Furthermore, Japanese Patent Application Laid-Open No. 52-94932 discloses that the fuel is not allowed to flow directly into the float chamber, but instead is allowed to flow into the lower part of the float chamber from a fuel passage formed on the wall surface of the carburetor main body.

[Problems to be solved by the invention] However, in the former prior art, since the upper space in the float chamber is in a communicating state, leakage of fuel vapor through the vent pipe cannot be prevented, and furthermore, the fuel flow path is The structure is complicated due to the necessity of separately attaching the fuel tank, which may cause problems in the flow of fuel, which is undesirable.

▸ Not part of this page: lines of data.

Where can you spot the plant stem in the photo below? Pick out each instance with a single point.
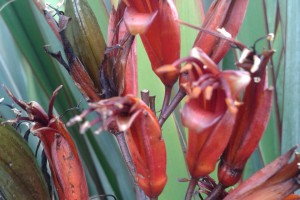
(167, 97)
(140, 195)
(191, 188)
(167, 112)
(214, 195)
(145, 96)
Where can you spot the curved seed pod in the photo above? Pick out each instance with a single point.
(20, 176)
(228, 14)
(159, 31)
(250, 123)
(143, 135)
(65, 165)
(148, 152)
(85, 37)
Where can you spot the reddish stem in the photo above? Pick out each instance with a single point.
(191, 188)
(167, 112)
(167, 97)
(215, 194)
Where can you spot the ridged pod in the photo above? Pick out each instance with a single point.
(228, 14)
(85, 37)
(65, 165)
(148, 151)
(20, 176)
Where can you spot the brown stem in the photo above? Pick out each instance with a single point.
(215, 194)
(140, 195)
(191, 188)
(167, 97)
(167, 112)
(152, 103)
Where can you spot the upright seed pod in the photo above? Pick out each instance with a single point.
(85, 37)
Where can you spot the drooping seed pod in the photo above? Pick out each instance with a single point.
(156, 23)
(251, 122)
(143, 134)
(65, 165)
(19, 168)
(210, 111)
(226, 15)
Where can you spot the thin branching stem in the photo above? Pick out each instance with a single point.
(215, 194)
(167, 97)
(191, 188)
(167, 112)
(140, 195)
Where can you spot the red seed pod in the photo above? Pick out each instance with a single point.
(143, 135)
(250, 124)
(156, 22)
(65, 165)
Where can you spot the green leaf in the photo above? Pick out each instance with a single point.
(20, 176)
(291, 112)
(40, 75)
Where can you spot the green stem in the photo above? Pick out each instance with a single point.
(167, 112)
(215, 194)
(140, 195)
(167, 97)
(191, 188)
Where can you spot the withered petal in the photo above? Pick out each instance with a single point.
(196, 118)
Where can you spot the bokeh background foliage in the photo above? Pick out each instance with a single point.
(32, 75)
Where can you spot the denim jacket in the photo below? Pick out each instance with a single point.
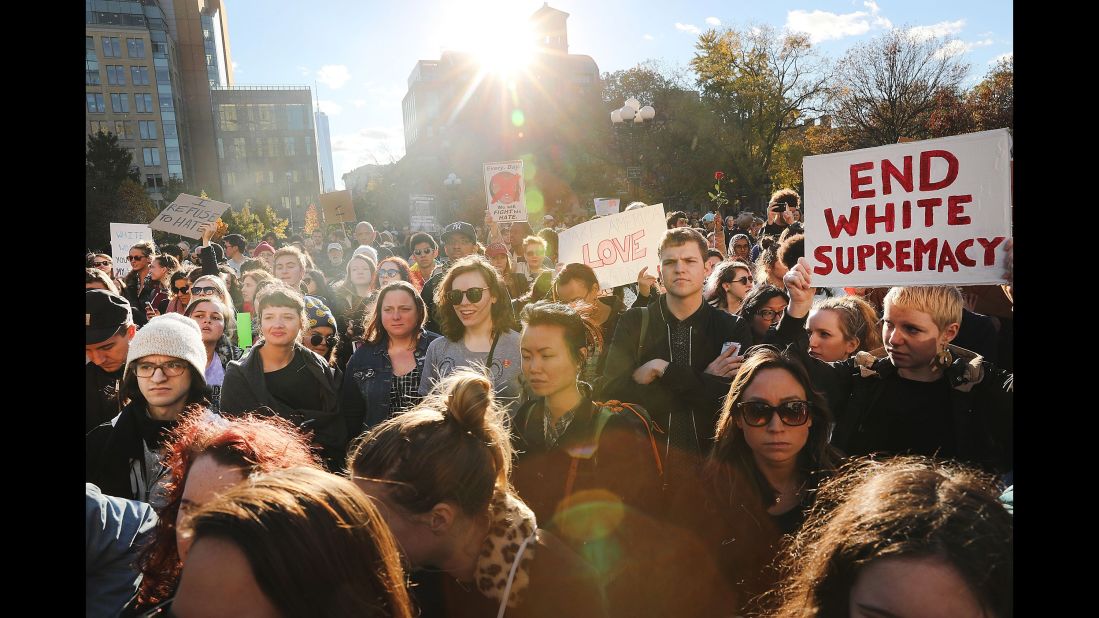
(364, 397)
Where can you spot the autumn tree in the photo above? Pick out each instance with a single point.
(889, 87)
(761, 84)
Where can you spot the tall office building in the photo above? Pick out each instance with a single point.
(266, 147)
(324, 149)
(132, 87)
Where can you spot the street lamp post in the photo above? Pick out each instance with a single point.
(632, 114)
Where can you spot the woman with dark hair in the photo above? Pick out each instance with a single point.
(440, 475)
(478, 329)
(383, 377)
(317, 285)
(770, 452)
(291, 542)
(728, 285)
(278, 372)
(577, 284)
(218, 326)
(763, 308)
(902, 537)
(207, 454)
(392, 269)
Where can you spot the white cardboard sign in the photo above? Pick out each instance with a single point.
(606, 207)
(617, 246)
(506, 191)
(930, 212)
(123, 236)
(184, 216)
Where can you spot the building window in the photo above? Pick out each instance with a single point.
(96, 103)
(140, 75)
(147, 129)
(115, 75)
(135, 47)
(152, 156)
(120, 103)
(112, 47)
(143, 102)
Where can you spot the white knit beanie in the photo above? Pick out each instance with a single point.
(170, 334)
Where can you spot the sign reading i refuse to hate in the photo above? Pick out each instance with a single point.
(187, 213)
(617, 246)
(931, 212)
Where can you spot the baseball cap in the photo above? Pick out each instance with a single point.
(103, 315)
(459, 228)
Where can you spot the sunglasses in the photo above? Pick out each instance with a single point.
(474, 294)
(318, 339)
(758, 414)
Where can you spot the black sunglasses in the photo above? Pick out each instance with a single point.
(318, 339)
(474, 294)
(758, 414)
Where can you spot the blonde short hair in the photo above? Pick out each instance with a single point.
(942, 302)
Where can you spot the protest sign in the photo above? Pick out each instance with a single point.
(618, 246)
(422, 213)
(506, 191)
(606, 207)
(337, 208)
(187, 213)
(929, 212)
(123, 236)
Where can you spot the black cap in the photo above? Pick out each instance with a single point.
(461, 228)
(104, 313)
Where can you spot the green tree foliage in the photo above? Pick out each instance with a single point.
(758, 83)
(889, 87)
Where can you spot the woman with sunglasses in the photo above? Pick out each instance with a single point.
(728, 285)
(770, 452)
(763, 308)
(392, 269)
(383, 377)
(215, 323)
(478, 328)
(321, 332)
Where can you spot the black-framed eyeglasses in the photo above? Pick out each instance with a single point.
(318, 339)
(171, 368)
(770, 313)
(758, 414)
(474, 294)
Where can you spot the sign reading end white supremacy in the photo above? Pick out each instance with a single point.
(931, 212)
(184, 216)
(617, 246)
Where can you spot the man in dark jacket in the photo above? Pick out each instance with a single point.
(109, 327)
(164, 374)
(681, 368)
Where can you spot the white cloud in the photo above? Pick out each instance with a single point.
(330, 108)
(333, 76)
(822, 25)
(937, 30)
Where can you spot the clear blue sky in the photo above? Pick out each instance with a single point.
(359, 53)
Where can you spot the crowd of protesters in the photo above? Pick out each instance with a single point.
(461, 425)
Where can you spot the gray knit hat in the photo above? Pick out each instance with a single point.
(170, 334)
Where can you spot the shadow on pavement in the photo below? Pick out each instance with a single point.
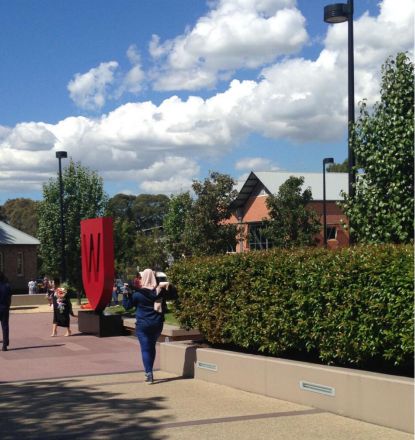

Further, in the latter prior art, even if the opening of the fuel passage is opened below the fuel liquid level, there is a problem that air bubbles flow into the float chamber together with the fuel because the fuel passage is narrow.

In view of the problems in the conventional technology, the present invention has been developed to solve the problems without causing any inconvenience in structure or function.
When fuel flows into the float chamber in the form of bubbles,
To provide a float chamber structure of a carburetor which closes a needle valve early and directly prevents fuel vapor and bubbles in the upper space of the float chamber from overflowing through a vent pipe.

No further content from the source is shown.